Olá recentemente me foi proposto criar um e-commerce para um membro da minha família e pensei bastante, pois já tenho prática com criação de APIS e sites institucionais, porém nunca mexi com pagamentos. Eu queria saber se voçês que já utilizaram stripe, paypal, pagar.me, se é uma coisa que precisa além de conhecimento técnico tipo js, python, precisa conhecer sobre segurança de dados, ou se utilizar o next (que sempre uso) ele já tem resolvido essa questão de segurança das informações do cliente.

Não sei se o que eu disse fez muito sentido, mas é isso mesmo que eu queria saber, vale eu me preocupar com isso ou é só implementar com um framework estável e tudo vai dar certo?

Carregando publicação patrocinada...
2

Em geral estas APIs de pagamento funcionam assim: você gera uma cobrança, que retorna um link no qual você vai redirecionar seu usuário.
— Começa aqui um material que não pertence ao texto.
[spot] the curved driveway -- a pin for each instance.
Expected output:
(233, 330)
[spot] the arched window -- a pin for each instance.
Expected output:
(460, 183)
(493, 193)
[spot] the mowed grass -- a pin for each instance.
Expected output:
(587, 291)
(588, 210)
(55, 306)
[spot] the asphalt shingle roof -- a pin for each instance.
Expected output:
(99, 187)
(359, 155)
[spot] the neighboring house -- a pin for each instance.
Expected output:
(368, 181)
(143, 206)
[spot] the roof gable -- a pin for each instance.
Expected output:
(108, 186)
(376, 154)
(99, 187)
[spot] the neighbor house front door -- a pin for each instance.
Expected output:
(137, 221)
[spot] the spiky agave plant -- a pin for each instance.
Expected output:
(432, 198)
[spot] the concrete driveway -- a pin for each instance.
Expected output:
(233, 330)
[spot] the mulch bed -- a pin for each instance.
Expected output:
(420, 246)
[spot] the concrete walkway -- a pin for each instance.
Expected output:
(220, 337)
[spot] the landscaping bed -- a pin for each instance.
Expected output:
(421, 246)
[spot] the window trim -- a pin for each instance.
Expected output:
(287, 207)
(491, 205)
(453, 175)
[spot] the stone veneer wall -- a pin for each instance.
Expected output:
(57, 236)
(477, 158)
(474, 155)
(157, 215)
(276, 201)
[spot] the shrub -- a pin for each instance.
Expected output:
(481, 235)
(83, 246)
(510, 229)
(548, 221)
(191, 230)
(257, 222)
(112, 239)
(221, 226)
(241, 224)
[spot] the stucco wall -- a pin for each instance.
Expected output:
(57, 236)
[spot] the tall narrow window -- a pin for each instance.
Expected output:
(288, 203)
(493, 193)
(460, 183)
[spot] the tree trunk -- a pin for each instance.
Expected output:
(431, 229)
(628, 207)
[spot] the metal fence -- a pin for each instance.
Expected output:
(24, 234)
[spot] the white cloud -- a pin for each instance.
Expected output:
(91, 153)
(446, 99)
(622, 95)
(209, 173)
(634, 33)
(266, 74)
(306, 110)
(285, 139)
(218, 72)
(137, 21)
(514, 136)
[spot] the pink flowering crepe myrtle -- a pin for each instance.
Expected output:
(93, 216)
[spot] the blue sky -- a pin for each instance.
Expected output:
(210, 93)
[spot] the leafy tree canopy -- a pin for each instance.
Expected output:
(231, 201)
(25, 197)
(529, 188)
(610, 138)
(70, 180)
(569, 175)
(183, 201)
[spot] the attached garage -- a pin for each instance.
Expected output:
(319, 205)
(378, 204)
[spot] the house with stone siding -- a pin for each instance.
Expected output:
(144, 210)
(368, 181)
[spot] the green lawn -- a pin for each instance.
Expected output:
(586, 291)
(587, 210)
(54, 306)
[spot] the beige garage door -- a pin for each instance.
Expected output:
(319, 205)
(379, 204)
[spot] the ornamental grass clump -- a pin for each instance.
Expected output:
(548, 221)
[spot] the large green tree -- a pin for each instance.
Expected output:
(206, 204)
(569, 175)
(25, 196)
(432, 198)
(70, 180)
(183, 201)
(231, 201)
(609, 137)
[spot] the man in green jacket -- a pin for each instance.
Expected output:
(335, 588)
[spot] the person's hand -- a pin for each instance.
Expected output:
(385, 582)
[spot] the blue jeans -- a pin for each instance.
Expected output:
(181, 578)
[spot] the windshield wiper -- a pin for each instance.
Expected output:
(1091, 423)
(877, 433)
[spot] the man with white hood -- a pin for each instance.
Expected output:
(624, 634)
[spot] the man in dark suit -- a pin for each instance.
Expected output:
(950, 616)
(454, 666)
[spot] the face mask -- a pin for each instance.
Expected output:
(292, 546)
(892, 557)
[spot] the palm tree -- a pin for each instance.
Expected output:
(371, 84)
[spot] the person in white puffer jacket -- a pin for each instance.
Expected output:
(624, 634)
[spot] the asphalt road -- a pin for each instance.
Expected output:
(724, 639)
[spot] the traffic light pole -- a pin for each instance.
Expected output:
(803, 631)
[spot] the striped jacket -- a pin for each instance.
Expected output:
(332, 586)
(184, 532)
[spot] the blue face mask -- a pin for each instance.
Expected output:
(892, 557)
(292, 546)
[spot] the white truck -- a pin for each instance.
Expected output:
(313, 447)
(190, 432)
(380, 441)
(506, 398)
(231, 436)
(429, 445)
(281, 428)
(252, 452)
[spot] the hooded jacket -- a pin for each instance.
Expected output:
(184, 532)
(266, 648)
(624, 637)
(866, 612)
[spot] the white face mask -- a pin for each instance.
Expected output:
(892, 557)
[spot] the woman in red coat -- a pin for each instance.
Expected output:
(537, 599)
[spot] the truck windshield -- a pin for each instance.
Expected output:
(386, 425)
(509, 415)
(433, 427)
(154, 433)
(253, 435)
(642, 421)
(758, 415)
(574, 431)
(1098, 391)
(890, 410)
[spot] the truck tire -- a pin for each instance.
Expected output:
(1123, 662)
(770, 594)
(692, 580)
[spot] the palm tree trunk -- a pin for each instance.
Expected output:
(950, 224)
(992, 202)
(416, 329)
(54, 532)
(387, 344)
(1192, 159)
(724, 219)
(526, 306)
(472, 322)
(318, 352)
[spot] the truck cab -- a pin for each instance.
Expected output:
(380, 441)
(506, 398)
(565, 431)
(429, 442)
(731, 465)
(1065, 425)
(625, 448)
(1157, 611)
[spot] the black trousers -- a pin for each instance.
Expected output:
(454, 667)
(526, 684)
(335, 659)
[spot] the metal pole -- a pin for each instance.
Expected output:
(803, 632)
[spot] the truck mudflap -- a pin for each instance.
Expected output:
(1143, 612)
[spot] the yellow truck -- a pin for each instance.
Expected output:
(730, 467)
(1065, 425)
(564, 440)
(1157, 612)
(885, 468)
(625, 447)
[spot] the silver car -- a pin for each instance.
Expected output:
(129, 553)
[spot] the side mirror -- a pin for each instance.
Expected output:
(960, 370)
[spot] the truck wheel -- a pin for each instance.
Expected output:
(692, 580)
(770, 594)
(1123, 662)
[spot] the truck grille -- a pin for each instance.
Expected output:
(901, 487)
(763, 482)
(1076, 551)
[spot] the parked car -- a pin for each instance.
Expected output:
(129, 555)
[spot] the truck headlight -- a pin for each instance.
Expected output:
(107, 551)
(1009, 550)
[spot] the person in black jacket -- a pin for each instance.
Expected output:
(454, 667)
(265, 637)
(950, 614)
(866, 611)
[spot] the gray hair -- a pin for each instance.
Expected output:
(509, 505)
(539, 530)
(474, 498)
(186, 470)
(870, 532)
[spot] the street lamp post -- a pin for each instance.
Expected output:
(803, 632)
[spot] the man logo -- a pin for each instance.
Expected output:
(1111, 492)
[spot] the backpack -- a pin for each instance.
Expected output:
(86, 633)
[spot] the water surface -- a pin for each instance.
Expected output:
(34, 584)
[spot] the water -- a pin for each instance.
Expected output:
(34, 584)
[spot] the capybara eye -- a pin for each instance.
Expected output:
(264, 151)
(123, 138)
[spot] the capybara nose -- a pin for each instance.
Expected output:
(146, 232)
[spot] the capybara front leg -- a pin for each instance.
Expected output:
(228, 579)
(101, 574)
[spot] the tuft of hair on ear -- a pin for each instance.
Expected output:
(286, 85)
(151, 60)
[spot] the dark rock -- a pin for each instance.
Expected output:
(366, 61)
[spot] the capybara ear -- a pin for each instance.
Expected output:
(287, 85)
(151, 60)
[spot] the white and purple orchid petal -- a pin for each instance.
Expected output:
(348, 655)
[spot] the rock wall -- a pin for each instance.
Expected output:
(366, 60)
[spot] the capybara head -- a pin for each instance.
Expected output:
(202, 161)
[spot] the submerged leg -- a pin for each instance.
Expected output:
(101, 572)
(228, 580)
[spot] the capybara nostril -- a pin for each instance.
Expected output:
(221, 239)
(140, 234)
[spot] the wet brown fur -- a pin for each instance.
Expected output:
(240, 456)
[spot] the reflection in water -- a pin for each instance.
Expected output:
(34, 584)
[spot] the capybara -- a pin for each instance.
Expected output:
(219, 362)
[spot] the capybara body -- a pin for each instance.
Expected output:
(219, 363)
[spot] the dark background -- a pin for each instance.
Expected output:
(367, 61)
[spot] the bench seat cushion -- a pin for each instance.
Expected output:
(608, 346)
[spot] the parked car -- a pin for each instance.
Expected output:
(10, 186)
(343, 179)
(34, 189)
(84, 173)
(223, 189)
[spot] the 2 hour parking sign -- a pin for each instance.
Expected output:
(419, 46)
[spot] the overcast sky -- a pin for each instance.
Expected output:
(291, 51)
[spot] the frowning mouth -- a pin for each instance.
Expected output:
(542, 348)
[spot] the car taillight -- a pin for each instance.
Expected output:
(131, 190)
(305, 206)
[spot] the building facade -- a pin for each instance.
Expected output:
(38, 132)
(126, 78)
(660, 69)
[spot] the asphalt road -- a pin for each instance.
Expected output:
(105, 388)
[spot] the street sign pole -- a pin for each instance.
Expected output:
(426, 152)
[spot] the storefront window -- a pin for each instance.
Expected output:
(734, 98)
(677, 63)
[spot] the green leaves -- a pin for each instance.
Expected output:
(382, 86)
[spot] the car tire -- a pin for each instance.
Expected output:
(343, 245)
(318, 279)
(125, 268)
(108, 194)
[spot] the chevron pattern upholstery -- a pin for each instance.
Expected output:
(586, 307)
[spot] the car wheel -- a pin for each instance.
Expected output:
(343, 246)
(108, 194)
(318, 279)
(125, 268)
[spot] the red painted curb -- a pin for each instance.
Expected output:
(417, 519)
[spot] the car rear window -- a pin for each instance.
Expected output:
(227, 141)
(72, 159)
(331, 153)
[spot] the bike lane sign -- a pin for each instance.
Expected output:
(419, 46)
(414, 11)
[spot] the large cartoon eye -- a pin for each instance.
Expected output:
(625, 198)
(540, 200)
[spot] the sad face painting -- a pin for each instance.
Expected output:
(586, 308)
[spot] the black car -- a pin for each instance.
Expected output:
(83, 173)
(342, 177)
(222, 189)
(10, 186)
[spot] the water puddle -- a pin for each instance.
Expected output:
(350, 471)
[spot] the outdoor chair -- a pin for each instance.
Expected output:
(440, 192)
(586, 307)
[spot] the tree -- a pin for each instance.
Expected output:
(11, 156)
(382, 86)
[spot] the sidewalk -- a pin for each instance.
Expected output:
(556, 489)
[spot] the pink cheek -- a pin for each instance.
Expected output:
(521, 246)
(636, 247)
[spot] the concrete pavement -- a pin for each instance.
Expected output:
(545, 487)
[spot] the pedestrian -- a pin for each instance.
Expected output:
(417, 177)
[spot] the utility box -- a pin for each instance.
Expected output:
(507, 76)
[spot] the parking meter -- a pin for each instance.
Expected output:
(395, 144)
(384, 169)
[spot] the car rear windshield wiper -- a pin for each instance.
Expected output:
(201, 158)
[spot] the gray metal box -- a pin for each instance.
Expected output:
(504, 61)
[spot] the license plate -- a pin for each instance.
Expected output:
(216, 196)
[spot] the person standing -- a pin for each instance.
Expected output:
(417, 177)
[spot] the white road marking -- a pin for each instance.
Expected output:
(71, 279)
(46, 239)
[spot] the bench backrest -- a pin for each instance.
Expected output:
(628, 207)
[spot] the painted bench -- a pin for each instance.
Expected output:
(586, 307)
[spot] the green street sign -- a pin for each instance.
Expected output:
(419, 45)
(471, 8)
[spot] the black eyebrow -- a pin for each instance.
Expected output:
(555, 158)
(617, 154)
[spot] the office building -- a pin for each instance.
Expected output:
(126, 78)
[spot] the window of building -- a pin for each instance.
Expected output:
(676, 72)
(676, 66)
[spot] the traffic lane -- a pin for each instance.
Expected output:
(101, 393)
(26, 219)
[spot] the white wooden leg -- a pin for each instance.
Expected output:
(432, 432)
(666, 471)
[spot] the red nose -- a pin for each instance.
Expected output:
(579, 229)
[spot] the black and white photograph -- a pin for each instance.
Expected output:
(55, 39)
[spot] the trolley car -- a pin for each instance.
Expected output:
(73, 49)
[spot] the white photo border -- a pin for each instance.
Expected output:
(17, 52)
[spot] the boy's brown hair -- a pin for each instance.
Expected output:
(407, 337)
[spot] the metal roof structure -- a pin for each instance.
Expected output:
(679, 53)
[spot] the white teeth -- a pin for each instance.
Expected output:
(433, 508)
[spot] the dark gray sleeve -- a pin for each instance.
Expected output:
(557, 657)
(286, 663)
Após isso você recebe uma chamada webhook da API que vai lhe informar o status do pagamento.

Nesse tipo de operação, não é guardado nenhum dado sensível.

Há também outro tipo de operação que é quando você quer guardar o cartão de crédito para uso futuro ou cobranças recorrentes.

Nessa operação, você envia para a API da empresa de pagamentos os dados do cartão do cliente diretamente do front-end. Essa requisição não deve passar pela sua API, ou seja, você não deve ter visibilidade destes dados. A API então retorna o cartão de forma tokenizada. Esta token você (e só você) pode usar para efetuar cobranças, e você pode armazenar essa informação no seu banco de dados.

Como essa token é ligada a sua conta, caso essa informação vaze, ela será inútil para outras pessoas.

De toda forma, você precisa sempre ter cuidado com a segurança, pois além do pagamento, as informações pessoais e dados sensíveis são protegidas pela LGPD:

De acordo com a LGPD, dado pessoal é a informação relacionada à pessoa natural identificada – tais como nome, sobrenome, RG e CPF – ou identificável, como no caso dos dados de geolocalização (GPS), endereço IP, identificação de dispositivo etc.

Adicionalmente, a Lei traz o conceito de dado pessoal sensível, que diz respeito à origem racial ou étnica, convicção religiosa, opinião política, filiação a sindicato ou a organização de caráter religioso, filosófico ou político, dado referente à saúde ou à vida sexual, dado genético ou biométrico, quando vinculado a uma pessoa natural.

1
1

Um mínimo de dados você deve guardar, por exemplo os pedidos associado ao email, endereço da pessoa por exemplo. Isso precisa estar seguro e cumprir as exigências da LGPD.

Obvio que na prática, uma empresa pequena, um site pequeno, dificilmente será fiscalizado.

Mas o que puder fazer para ja ir se enquadrando, acho valido.